Experts say nukes 100% Trump’s call
‘Streamlined’ process ends with the president
A system of checks and balances exists to prevent a U.S. president from illegally ordering a nuclear strike, but no one can stop the commander in chief from using nuclear weapons, according to senior military experts and a former vice president.
“If President Trump were to decide that it’s time to put (North Korean leader) Kim Jong Un in his place once and for all, he would choose a plan that already exists. And it would be almost impossible, in my view, to override a decision to implement that option,” Bruce G. Blair, a former nuclear missile launch officer and co-founder of Global Zero, told USA TODAY on Sunday.
The exact procedure has come under scrutiny amid congressional testimony about Trump’s experience and authority to wage war at a time of elevated tensions with North Korea.
“We are concerned that the president of the United States is so unstable, is so volatile, has a decision-making process that is so quixotic, that he might order a nuclear weapons strike that is wildly out of step with U.S. national security interests,” Sen. Chris Murphy, D-Conn., said last week.
While the key aspects of the precise sequence of events that would allow a president to launch a nuclear strike remain a mystery, Gen.

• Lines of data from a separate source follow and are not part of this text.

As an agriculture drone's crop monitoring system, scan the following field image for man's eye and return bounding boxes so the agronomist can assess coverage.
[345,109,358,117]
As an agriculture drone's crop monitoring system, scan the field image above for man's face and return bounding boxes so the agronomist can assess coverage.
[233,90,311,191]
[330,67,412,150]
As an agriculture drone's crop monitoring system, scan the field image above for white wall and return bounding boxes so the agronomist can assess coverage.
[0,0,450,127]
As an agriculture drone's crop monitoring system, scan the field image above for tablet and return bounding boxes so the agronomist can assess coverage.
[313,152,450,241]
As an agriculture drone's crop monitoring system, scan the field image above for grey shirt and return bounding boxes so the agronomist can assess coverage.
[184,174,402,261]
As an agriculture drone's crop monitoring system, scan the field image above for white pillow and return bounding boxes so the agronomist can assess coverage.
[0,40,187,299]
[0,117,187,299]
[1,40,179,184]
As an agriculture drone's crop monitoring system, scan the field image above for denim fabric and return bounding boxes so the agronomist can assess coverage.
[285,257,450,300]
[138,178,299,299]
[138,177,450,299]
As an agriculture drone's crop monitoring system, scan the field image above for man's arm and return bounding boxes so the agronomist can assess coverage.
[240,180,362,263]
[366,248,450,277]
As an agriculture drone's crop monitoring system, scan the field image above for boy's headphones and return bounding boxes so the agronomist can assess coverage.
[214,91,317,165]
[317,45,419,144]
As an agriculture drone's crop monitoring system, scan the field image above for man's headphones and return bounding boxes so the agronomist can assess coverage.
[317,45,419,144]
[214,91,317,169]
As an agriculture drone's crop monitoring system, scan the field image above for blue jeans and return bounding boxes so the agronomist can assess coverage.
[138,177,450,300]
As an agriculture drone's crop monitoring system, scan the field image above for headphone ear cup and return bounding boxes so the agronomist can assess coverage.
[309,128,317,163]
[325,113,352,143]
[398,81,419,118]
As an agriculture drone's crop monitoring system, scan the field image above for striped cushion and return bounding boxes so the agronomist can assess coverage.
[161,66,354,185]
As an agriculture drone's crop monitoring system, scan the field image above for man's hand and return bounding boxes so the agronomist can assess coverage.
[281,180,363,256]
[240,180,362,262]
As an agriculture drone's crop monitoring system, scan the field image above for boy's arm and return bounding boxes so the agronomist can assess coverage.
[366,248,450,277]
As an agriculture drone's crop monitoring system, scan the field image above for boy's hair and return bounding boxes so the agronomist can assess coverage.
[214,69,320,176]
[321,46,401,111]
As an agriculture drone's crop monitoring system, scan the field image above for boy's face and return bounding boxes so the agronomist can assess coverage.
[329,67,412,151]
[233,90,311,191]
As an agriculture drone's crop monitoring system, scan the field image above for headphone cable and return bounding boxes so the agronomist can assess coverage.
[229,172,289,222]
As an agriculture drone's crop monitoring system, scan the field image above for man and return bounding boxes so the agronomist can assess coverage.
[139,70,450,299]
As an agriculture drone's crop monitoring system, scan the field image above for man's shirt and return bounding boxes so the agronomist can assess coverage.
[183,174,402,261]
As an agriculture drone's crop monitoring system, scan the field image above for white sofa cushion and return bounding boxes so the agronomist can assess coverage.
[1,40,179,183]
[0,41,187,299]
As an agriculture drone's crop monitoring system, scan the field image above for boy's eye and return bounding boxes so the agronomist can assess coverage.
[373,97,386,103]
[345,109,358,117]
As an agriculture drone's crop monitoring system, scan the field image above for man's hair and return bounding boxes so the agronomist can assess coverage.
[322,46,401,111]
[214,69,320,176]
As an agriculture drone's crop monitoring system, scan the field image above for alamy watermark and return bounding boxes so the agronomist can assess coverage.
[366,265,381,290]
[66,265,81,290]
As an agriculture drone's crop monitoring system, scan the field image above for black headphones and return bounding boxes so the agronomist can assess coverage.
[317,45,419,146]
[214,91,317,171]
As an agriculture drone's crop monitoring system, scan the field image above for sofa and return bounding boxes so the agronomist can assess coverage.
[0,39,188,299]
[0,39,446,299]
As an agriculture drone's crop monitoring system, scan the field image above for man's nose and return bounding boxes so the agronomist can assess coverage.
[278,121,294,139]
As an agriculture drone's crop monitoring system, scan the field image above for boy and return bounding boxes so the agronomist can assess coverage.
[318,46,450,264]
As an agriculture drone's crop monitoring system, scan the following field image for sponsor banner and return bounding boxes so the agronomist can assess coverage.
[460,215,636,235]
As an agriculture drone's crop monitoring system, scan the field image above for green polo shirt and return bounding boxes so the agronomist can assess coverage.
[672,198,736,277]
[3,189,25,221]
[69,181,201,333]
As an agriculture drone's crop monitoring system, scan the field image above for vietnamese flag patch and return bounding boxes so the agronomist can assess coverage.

John Hyten, the current head of Strategic Command, said Saturday at the Halifax International Security Forum that he would refuse a launch order from a president if he believed that order to be illegal. He added that the president would then likely ask him for legal options.
“I provide advice to the president,” Hyten said. “He’ll tell me what to do, and if it’s illegal, guess what’s going to happen? I’m gonna say, ‘Mr. President, that’s illegal.’ Guess what he’s going to do? He’s going to say, ‘What would be legal?’ And we’ll come up with options of a mix of capabilities to respond to whatever the situation is.”
However, Brian McKeon, a senior military policy adviser in the Pentagon during the Obama administration, effectively told senators during testimony that a president’s will to launch a nuclear strike could not be thwarted.
Blair outlined this process to launch a nuclear strike:
1. The president consults with advisers. They explain the options, and the Strategic Command chief located near Omaha gives a recommendation.
2. The president chooses an option and orders the Pentagon war room to implement it.
3. The Pentagon war room asks the president to authenticate the order using a code, the so-called “biscuit.”
4. The war room formats and transmits a launch order directly to executing commanders in submarines, to those overseeing land-based rocket missiles and to bomber forces.
5. The launch order is checked for its authenticity by commanders using special codes that they already possess.
6. Launch orders are transmitted to all commanders around the world simultaneously.
7. If the codes are authenticated, the land-based weapons are fired within a minute or two; and within 15 minutes for submarines.